Bank of America Corp. reported its highest quarterly net interest income in at least a decade as the lender reaps the benefits of the Federal Reserve’s interest-rate hikes and debt traders beat analysts’ estimates.
Net interest income, a key source of revenue for the bank, rose 24% to $13.8 billion in the third quarter on higher rates and loan growth. Analysts had expected a roughly 23% increase for net interest income, which is the revenue the bank collects from loan payments minus what it pays depositors. Higher loan revenue combined with an increase in trading revenue helped earnings beat analysts’ expectations.
“We continued to see strong organic client growth across our businesses, with increased client activity helping to drive revenue up by 8%,” Chief Executive Brian Moynihan said in a statement Monday. “Our US consumer clients remained resilient with strong, although slower growing, spending levels and still maintained elevated deposit amounts.”
The results offer another look at how Wall Street fared through a choppy quarter marked by consumer strength, capital markets weakness and a gloomy economic outlook. Last week, JPMorgan Chase & Co., Morgan Stanley, Citigroup Inc. and Wells Fargo & Co. all posted gains in net interest income, with some raising their NII forecasts for the rest of the year.
Shares of Bank of America rose 4.6% to $33.16 at 9:37 a.m. in New York. They’ve fallen 26% this year, compared with a 23% decline for the KBW Bank Index.
The lender’s non-interest expenses rose 6% from a year earlier to $15.3 billion. Costs have been a focal point for investors this year after executives said they expect them to drop in future quarters. Bank of America expects full-year expenses to come in around $61 billion, slightly higher than the $60 billion it projected earlier in the year, CFO Alastair Borthwick said on a conference call with analysts.

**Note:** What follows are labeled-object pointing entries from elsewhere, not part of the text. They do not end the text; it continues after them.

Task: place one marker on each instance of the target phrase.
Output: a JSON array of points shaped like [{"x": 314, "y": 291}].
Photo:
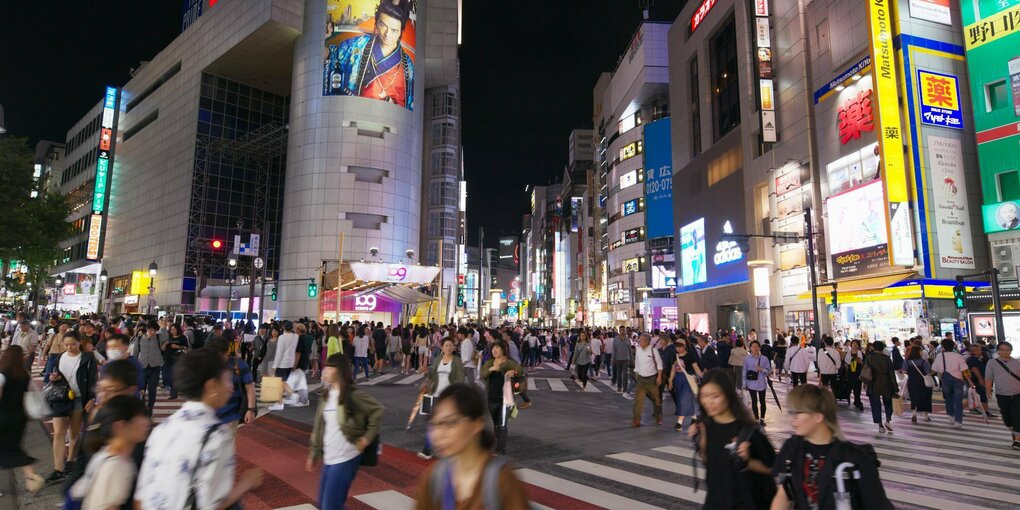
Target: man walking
[{"x": 648, "y": 373}]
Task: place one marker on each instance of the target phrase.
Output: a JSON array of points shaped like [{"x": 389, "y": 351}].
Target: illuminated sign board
[
  {"x": 939, "y": 99},
  {"x": 700, "y": 14},
  {"x": 95, "y": 233},
  {"x": 354, "y": 64}
]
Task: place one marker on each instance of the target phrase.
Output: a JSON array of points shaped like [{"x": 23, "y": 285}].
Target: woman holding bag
[
  {"x": 446, "y": 370},
  {"x": 14, "y": 381},
  {"x": 918, "y": 378},
  {"x": 496, "y": 372},
  {"x": 679, "y": 384}
]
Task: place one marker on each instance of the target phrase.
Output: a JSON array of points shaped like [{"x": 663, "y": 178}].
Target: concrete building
[
  {"x": 635, "y": 93},
  {"x": 251, "y": 92},
  {"x": 784, "y": 130}
]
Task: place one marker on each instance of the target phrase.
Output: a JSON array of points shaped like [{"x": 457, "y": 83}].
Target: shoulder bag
[{"x": 929, "y": 380}]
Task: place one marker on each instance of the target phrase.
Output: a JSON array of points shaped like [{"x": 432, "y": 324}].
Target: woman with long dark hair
[
  {"x": 737, "y": 456},
  {"x": 347, "y": 422},
  {"x": 460, "y": 437},
  {"x": 14, "y": 380}
]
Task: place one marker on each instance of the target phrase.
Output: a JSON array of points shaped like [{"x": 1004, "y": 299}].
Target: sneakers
[{"x": 55, "y": 477}]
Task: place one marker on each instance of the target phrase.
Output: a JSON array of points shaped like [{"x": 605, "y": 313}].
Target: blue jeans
[
  {"x": 953, "y": 392},
  {"x": 877, "y": 403},
  {"x": 358, "y": 361},
  {"x": 336, "y": 482}
]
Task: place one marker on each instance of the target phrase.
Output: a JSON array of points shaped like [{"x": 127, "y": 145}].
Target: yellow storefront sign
[
  {"x": 880, "y": 21},
  {"x": 993, "y": 28}
]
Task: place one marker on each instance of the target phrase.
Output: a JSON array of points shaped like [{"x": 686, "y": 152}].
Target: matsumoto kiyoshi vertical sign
[
  {"x": 659, "y": 181},
  {"x": 956, "y": 248},
  {"x": 886, "y": 89}
]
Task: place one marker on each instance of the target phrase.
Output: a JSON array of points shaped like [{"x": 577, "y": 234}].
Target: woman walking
[
  {"x": 109, "y": 478},
  {"x": 882, "y": 388},
  {"x": 496, "y": 372},
  {"x": 448, "y": 369},
  {"x": 347, "y": 422},
  {"x": 918, "y": 370},
  {"x": 468, "y": 476},
  {"x": 582, "y": 358},
  {"x": 679, "y": 385},
  {"x": 854, "y": 361},
  {"x": 14, "y": 381},
  {"x": 173, "y": 349},
  {"x": 728, "y": 429},
  {"x": 755, "y": 377}
]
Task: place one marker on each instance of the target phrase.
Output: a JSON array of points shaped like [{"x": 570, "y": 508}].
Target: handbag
[
  {"x": 36, "y": 406},
  {"x": 929, "y": 381}
]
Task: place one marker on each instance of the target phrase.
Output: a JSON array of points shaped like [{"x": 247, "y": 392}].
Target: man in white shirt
[
  {"x": 799, "y": 360},
  {"x": 952, "y": 366},
  {"x": 287, "y": 346},
  {"x": 648, "y": 374},
  {"x": 828, "y": 363}
]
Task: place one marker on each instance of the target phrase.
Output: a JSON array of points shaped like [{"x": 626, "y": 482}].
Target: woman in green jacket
[
  {"x": 447, "y": 369},
  {"x": 347, "y": 421},
  {"x": 495, "y": 372}
]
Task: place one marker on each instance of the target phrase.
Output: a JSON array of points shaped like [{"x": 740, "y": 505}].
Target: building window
[
  {"x": 695, "y": 109},
  {"x": 725, "y": 91}
]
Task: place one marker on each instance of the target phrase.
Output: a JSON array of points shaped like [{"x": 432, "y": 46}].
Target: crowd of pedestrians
[{"x": 102, "y": 375}]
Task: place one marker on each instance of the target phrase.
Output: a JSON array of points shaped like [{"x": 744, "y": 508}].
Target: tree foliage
[{"x": 31, "y": 228}]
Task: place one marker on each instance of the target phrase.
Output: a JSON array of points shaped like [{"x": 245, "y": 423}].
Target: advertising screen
[
  {"x": 658, "y": 181},
  {"x": 693, "y": 269},
  {"x": 860, "y": 244},
  {"x": 370, "y": 50}
]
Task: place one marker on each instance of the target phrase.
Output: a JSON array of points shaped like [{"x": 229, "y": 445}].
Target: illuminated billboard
[
  {"x": 659, "y": 180},
  {"x": 370, "y": 50},
  {"x": 693, "y": 268},
  {"x": 858, "y": 237}
]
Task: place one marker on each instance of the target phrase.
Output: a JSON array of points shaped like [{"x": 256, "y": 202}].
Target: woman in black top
[{"x": 737, "y": 456}]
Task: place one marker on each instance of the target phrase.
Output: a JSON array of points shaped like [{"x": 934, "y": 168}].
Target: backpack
[
  {"x": 200, "y": 337},
  {"x": 490, "y": 483}
]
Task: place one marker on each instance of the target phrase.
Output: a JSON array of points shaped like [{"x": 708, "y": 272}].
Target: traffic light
[{"x": 960, "y": 297}]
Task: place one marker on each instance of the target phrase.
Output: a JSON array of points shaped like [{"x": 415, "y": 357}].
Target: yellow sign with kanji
[
  {"x": 992, "y": 28},
  {"x": 939, "y": 95}
]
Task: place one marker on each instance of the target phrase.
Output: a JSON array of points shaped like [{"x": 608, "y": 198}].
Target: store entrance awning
[{"x": 858, "y": 285}]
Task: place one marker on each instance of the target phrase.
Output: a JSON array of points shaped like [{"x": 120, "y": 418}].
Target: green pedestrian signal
[{"x": 960, "y": 297}]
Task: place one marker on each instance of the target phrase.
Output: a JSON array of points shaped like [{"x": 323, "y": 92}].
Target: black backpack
[{"x": 199, "y": 341}]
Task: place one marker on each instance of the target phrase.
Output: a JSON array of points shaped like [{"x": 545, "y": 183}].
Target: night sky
[{"x": 527, "y": 70}]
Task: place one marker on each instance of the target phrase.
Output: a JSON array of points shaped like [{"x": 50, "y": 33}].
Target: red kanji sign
[{"x": 856, "y": 117}]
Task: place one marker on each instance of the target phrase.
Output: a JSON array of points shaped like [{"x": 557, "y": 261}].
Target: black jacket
[{"x": 866, "y": 493}]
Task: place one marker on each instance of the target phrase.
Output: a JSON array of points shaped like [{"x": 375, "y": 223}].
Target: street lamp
[
  {"x": 153, "y": 270},
  {"x": 233, "y": 262},
  {"x": 103, "y": 277}
]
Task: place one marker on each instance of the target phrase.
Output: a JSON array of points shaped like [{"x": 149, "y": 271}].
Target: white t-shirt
[
  {"x": 336, "y": 448},
  {"x": 361, "y": 347},
  {"x": 444, "y": 374},
  {"x": 68, "y": 368}
]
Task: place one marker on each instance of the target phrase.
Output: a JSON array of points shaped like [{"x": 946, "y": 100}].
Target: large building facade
[{"x": 245, "y": 149}]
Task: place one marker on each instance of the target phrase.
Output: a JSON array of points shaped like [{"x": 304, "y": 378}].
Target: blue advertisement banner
[{"x": 659, "y": 180}]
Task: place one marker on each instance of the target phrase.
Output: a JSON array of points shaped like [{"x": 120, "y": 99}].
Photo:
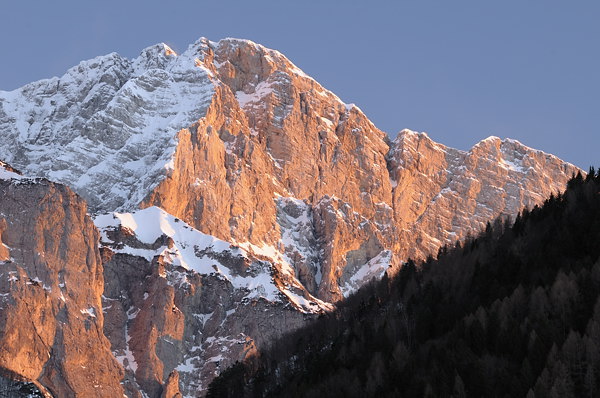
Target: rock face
[
  {"x": 51, "y": 282},
  {"x": 179, "y": 300},
  {"x": 249, "y": 198}
]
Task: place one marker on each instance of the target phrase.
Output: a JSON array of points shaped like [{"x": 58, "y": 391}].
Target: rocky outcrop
[
  {"x": 51, "y": 282},
  {"x": 177, "y": 300},
  {"x": 218, "y": 134},
  {"x": 265, "y": 199}
]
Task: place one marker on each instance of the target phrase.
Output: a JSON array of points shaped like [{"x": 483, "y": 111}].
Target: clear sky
[{"x": 459, "y": 70}]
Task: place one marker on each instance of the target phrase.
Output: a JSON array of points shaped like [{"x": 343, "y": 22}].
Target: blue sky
[{"x": 459, "y": 70}]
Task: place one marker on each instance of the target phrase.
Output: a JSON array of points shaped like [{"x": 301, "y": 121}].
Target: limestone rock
[{"x": 51, "y": 282}]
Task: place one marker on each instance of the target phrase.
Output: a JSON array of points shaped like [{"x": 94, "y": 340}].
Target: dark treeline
[{"x": 513, "y": 313}]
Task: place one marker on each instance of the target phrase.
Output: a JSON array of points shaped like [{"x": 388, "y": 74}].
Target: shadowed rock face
[
  {"x": 306, "y": 197},
  {"x": 51, "y": 281},
  {"x": 223, "y": 133}
]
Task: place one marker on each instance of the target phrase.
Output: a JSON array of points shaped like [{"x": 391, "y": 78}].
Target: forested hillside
[{"x": 512, "y": 313}]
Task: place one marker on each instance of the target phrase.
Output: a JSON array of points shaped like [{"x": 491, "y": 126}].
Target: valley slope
[{"x": 248, "y": 198}]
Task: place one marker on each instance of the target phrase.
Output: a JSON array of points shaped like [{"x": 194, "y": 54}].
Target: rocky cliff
[
  {"x": 248, "y": 197},
  {"x": 51, "y": 283}
]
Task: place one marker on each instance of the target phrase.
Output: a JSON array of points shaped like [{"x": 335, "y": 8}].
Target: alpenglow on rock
[{"x": 299, "y": 189}]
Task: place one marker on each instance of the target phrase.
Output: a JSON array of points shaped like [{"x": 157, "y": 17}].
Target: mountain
[
  {"x": 515, "y": 312},
  {"x": 237, "y": 198}
]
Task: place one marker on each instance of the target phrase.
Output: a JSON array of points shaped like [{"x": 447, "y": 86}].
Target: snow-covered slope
[
  {"x": 265, "y": 197},
  {"x": 109, "y": 119},
  {"x": 268, "y": 276}
]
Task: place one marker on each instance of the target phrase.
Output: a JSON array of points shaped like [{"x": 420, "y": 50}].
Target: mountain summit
[{"x": 248, "y": 197}]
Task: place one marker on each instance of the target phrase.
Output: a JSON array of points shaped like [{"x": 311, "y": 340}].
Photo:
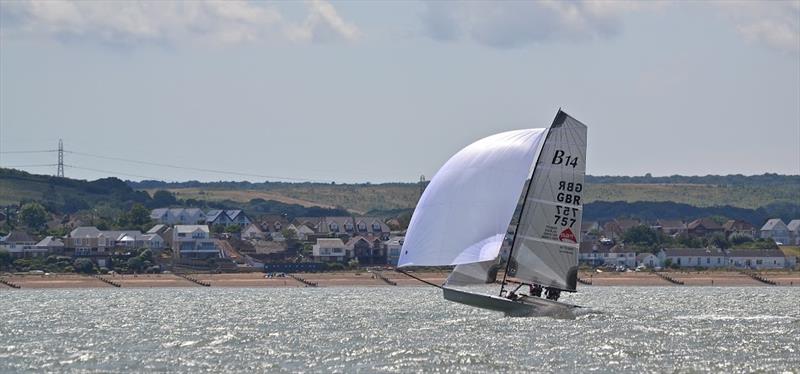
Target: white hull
[{"x": 524, "y": 307}]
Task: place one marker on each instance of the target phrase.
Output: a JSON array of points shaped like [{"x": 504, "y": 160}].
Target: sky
[{"x": 376, "y": 92}]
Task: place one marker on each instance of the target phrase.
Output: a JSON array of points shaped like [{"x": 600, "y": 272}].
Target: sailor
[
  {"x": 553, "y": 293},
  {"x": 536, "y": 290}
]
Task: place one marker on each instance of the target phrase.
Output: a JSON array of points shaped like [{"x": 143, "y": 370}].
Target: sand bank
[{"x": 366, "y": 279}]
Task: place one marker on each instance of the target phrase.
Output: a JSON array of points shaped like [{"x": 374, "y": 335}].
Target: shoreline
[{"x": 367, "y": 279}]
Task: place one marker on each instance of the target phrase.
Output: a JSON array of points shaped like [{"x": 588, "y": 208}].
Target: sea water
[{"x": 393, "y": 329}]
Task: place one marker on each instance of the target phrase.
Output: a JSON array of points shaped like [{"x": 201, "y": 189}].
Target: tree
[
  {"x": 641, "y": 235},
  {"x": 139, "y": 215},
  {"x": 163, "y": 198},
  {"x": 33, "y": 215},
  {"x": 83, "y": 265},
  {"x": 5, "y": 258},
  {"x": 135, "y": 264},
  {"x": 719, "y": 240}
]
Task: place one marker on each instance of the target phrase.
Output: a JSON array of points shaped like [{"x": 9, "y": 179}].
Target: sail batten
[
  {"x": 545, "y": 250},
  {"x": 463, "y": 214}
]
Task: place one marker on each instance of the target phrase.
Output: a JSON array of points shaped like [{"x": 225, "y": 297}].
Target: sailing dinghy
[{"x": 464, "y": 213}]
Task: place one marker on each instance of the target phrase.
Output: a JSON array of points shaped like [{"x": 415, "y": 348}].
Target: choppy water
[{"x": 395, "y": 330}]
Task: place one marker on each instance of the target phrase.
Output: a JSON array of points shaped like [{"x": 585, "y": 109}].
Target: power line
[
  {"x": 108, "y": 172},
  {"x": 28, "y": 166},
  {"x": 192, "y": 168},
  {"x": 40, "y": 151}
]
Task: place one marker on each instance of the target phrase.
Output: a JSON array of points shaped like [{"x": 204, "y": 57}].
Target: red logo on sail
[{"x": 567, "y": 235}]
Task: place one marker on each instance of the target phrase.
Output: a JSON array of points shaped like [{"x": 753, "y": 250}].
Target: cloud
[
  {"x": 169, "y": 22},
  {"x": 775, "y": 24},
  {"x": 514, "y": 24},
  {"x": 323, "y": 24}
]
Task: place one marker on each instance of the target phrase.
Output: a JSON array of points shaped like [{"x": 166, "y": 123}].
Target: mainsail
[
  {"x": 463, "y": 215},
  {"x": 545, "y": 249}
]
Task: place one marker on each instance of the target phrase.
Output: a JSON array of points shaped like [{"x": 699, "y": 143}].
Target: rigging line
[
  {"x": 28, "y": 166},
  {"x": 42, "y": 151},
  {"x": 417, "y": 278},
  {"x": 194, "y": 168},
  {"x": 109, "y": 172},
  {"x": 524, "y": 202}
]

The bank’s traders beat estimates, with bond trading revenue rising 27% to $2.55 billion and equity trading down 4% to $1.54 billion. The third quarter saw dramatic market swings tied to interest-rate hikes, surging inflation, recession fears and Russia’s war in Ukraine.
Investment banking revenue fell 46%, better than the 47% drop analysts were expecting, as the same market tumult that drove trading up also led to muted dealmaking. Fees for advising on mergers and acquisitions declined 34%, and revenue from equity and debt issuance dropped 76% and 34%, respectively.
Despite the slowdown, the bank isn’t planning any job reductions in its investment-banking division “at this stage,” Borthwick said.
The company’s loan balances rose to $1.03 trillion at the end of the third quarter, up 12% from a year earlier and slightly less than analysts’ estimates of roughly $1.04 trillion. Lending has been a key focus for investors, with government-stimulus payments undercutting borrowing by companies and consumers during the pandemic, and rising interest rates making loans costlier.
Also in Bank of America’s third-quarter results:
• Net income fell 7.9% to $7.08 billion, or 81 cents a share. Analysts expected 78 cents a share, the average analyst estimate in a Bloomberg survey.
• Companywide revenue rose 7.6% to $24.5 billion, more than analysts’ estimates of $23.6 billion.
• Bank of America increased provisions for credit losses to $898 million. That follows $523 million in the previous three months.
• Client balances in the Merrill Lynch Wealth Management business fell 13% to $2.71 trillion.